Introduction
In a disturbing development for the cryptocurrency sector, a threat actor with connections to North Korea is deploying malicious software aimed at job seekers in the industry. This new strain of malware, identified as “PylangGhost,” is specifically crafted to compromise passwords for cryptocurrency wallets and password management tools.
Details of the Threat
Cisco Talos, a cybersecurity research group, disclosed these findings on Wednesday, linking the malware to the notorious hacking group known as “Famous Chollima,” also referred to as “Wagemole.”
The primary targets of this operation appear to be individuals with experience in cryptocurrency and blockchain, particularly in India. The cybercriminals are orchestrating deceptive job interview schemes, employing social engineering tactics that involve impersonating reputable companies such as Coinbase, Robinhood, and Uniswap.
Deceptive Practices
An initial contact is made by fraudulent recruiters who provide invitations to phony skill assessment websites where initial data gathering takes place. During these fake job interviews, which are cloaked as legitimate video calls, victims are manipulated into granting video and camera access under the guise of installing updated video drivers. Unwittingly, they execute dangerous commands that lead to their devices being compromised.
Malware Capabilities
Cisco Talos has noted that PylangGhost is a derivative of the previously analyzed GolangGhost RAT, sharing several functionalities, including the ability to achieve remote control over infected devices.
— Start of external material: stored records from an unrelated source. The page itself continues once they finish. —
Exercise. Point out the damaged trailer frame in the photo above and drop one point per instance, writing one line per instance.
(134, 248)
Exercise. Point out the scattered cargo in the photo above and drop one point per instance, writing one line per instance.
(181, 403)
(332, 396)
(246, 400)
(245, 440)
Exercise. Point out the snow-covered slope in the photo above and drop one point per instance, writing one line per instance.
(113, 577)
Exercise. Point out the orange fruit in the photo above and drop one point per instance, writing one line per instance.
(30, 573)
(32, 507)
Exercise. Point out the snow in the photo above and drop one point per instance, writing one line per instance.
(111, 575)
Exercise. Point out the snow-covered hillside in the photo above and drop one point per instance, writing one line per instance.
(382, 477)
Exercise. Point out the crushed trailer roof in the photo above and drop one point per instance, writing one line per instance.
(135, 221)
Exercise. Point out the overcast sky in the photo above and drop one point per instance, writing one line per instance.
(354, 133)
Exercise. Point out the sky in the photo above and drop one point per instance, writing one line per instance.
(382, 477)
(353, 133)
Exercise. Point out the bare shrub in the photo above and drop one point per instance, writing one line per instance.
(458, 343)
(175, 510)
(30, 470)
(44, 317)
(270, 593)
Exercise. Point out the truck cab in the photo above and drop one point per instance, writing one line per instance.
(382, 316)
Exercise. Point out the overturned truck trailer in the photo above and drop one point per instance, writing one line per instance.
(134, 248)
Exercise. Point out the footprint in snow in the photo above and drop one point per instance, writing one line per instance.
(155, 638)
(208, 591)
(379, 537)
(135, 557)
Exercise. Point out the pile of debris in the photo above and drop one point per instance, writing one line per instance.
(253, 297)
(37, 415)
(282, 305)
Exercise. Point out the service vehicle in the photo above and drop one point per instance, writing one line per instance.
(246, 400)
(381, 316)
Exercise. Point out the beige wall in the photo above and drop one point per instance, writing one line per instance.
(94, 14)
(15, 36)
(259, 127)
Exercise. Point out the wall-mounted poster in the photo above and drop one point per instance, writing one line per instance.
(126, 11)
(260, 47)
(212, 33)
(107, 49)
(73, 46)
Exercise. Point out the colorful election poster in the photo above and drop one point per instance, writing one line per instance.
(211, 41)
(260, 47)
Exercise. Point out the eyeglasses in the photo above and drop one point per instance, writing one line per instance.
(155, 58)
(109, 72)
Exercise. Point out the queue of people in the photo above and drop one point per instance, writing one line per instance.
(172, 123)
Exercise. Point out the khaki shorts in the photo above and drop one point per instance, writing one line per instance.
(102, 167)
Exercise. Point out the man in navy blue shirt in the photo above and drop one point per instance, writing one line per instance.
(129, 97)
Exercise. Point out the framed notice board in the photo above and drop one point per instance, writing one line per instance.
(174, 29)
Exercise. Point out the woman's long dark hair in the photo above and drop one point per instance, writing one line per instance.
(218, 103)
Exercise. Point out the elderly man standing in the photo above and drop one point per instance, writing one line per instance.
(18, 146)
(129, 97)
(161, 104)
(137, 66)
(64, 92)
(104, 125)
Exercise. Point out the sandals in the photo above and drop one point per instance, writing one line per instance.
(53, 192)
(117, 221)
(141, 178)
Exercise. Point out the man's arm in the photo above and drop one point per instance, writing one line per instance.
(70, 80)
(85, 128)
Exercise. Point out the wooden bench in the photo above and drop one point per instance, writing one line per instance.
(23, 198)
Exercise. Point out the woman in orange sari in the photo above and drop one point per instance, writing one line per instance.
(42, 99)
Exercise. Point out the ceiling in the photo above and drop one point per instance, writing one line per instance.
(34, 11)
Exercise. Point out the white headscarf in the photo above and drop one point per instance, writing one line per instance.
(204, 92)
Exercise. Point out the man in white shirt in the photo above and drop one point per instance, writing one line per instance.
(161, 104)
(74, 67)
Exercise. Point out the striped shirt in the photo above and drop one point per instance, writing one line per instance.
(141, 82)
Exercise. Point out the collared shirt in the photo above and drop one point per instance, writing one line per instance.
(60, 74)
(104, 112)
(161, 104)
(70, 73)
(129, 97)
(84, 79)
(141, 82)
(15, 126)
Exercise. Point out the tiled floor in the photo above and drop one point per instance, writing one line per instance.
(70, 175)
Once activated, this malware can:
- Extract cookies and credentials from over 80 browser extensions, specifically targeting password managers and cryptocurrency wallet applications, such as MetaMask, 1Password, and NordPass.
- Take screenshots, manage files, and collect system information.
- Maintain ongoing access to compromised systems.
Despite its sophistication, researchers believe that artificial intelligence was not utilized in the development of this code, based on the internal comments found within it.
Historical Context
This method of using fake job offers to ensnare victims is not novel; North Korean-affiliated hackers have previously employed similar tactics. In April, for instance, a group linked to a massive $1.4 billion heist targeted cryptocurrency developers by presenting them with fake recruitment tests that were embedded with malware.